Mes soeurs : c’est parce qu’ils ont compris à quel point les femmes sont une main-d’oeuvre pas chère et corvéable à merci. Nous sommes ainsi la variable d’ajustement pour faire pression sur une baisse des salaires. Il n’y a aucun domaine professionnel, à l’heure actuelle où l’on est payé de la sorte.
C’est peut-être une théorie du complot, donc on en reparlera peut-être dans dix ans. Si quelqu’un veut faire un pari, faites-moi signe.
Que faire, en attendant ?
La lutte des femmes est une chose trop importante pour la laisser à des marketeux et à des gens en mal d’ascension professionnelle. Relisez bien cette phrase, car c’est un banger.
Ce principe s’applique aux différents mouvements d’émancipation, mais la lutte des femmes, la seule qui se vaut à mes yeux, les inclue, peu importe ce qu’en pense Caroline Fourest.
La vérité, c’est que les différents sujets effleurés lors de conférences SocialTech sont profondément enracinés structurellement, à l’échelle de la société. Et ce n’est pas en posant vos culs flasques dans une salle de conférence tech que vous comprendrez quoi que ce soit. Les sujets sociétaux vous tiennent à coeur ? Engagez-vous, comme dirait l’autre. Non, Gontran, acheter un vélo-cargo n’est PAS un engagement politique.
S’engager
S’engager, c’est avoir, comme disent les anglophones, la skin in the game. Prendre des risques, mettre ses convictions à l’épreuve, se frotter à et s’organiser avec des gens différents de vous. Oser perdre des potes, des relations pros, risquer même la prison dans certains contextes. C’est aussi se faire des amis, se déniaiser, mettre ses privilèges au service de la construction d’alternatives. Non, Gontran, ton idée de SaasS est très bonne, mais par pitié, je ne parle pas de ça, on se concentre.

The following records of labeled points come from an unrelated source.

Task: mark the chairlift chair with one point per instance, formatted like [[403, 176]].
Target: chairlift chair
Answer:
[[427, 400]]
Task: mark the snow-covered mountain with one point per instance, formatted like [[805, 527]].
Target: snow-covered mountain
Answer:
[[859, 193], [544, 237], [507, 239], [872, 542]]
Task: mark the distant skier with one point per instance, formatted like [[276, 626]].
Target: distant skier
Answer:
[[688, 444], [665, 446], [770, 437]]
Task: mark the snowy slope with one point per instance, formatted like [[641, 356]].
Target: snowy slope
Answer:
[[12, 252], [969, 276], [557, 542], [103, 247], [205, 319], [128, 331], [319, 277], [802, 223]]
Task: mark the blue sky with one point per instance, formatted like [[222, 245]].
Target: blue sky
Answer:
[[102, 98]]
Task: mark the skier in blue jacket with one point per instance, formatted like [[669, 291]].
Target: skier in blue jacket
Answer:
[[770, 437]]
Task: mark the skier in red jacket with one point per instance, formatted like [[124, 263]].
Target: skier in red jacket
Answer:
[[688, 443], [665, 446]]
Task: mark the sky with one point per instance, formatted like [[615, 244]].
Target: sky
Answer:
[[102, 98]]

Vous pouvez organiser autant d’evènements pros ciblant les femmes, les trans, les furries ; vous pourrez écouter pendant des heures des conférences sociales destinées à un public de jeunes cadres dynamiques en mal de convictions, mais si vous ne vous frottez pas à la politique, celle qui fait la cité, vous resterez ignards et profondément niais. Tant que vous ne vous vous serez pas frottés à certains aspects inhérants de ces positions sociales dont vous entendez “parler”, mais que vous ne “vivez” pas.
S’armer
Certains d’entre nous ne sommes pas venus à la politique, nous n’avions simplement pas le choix : les problèmes structurels qui pourrissent la société faisaient déjà partie de notre quotidien à la naissance (Alexa, joue “Né sous la même étoile”).

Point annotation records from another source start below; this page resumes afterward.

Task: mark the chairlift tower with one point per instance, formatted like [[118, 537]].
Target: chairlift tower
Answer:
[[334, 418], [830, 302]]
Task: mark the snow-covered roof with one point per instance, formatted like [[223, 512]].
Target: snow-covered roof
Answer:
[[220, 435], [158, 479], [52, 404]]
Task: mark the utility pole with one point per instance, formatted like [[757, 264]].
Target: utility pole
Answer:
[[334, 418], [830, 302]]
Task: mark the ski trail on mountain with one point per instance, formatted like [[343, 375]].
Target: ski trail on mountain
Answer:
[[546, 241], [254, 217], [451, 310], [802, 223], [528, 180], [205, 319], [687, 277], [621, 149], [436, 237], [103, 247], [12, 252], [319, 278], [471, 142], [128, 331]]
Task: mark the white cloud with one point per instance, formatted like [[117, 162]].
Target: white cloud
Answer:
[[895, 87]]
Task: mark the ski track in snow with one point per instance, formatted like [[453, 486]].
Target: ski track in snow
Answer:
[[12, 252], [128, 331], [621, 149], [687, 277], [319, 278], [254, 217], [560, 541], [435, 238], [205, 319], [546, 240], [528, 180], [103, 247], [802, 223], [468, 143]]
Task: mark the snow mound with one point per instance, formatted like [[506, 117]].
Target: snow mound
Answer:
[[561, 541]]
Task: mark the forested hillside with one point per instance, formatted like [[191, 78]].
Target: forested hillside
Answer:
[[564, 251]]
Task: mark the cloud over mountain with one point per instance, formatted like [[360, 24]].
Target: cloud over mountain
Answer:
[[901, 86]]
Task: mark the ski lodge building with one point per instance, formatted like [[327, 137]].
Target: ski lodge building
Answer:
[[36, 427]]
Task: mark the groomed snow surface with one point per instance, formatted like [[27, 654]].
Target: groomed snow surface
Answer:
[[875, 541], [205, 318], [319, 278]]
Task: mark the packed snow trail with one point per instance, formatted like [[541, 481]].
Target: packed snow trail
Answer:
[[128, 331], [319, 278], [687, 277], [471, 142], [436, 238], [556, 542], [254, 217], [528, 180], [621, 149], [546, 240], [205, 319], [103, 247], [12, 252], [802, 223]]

La conscientisation forcée de sa propre condition à un (trop) jeune âge contribue, paradoxalement, à forger une arme intellectuelle redoutable.
Cette arme, personne n’a le droit de vous dire comment en faire usage. Envoyer balader les bonimenteurs de service, qui par ailleurs n’auraient pas survécu dix minutes dans notre vie, mais qui couinent dans nos oreilles face à notre refus d’adhérer à leur version polissé de la respectabilité en vogue, c’est notre droit le plus strict.
Mais, puisque vous êtes arrivés jusqu’à la fin de ce post sans trop vous décourager, j’ai une suggestion : nous devrions nous unir, inventer autre chose qui viendrait bousiller le marketing de l’inclusivité à la Sillicon Valley, et faire paniquer tout le monde.
Au moins, je pense qu’on rigolerait bien (et si cela n’est pas une cause noble, je ne sais pas ce que c’est).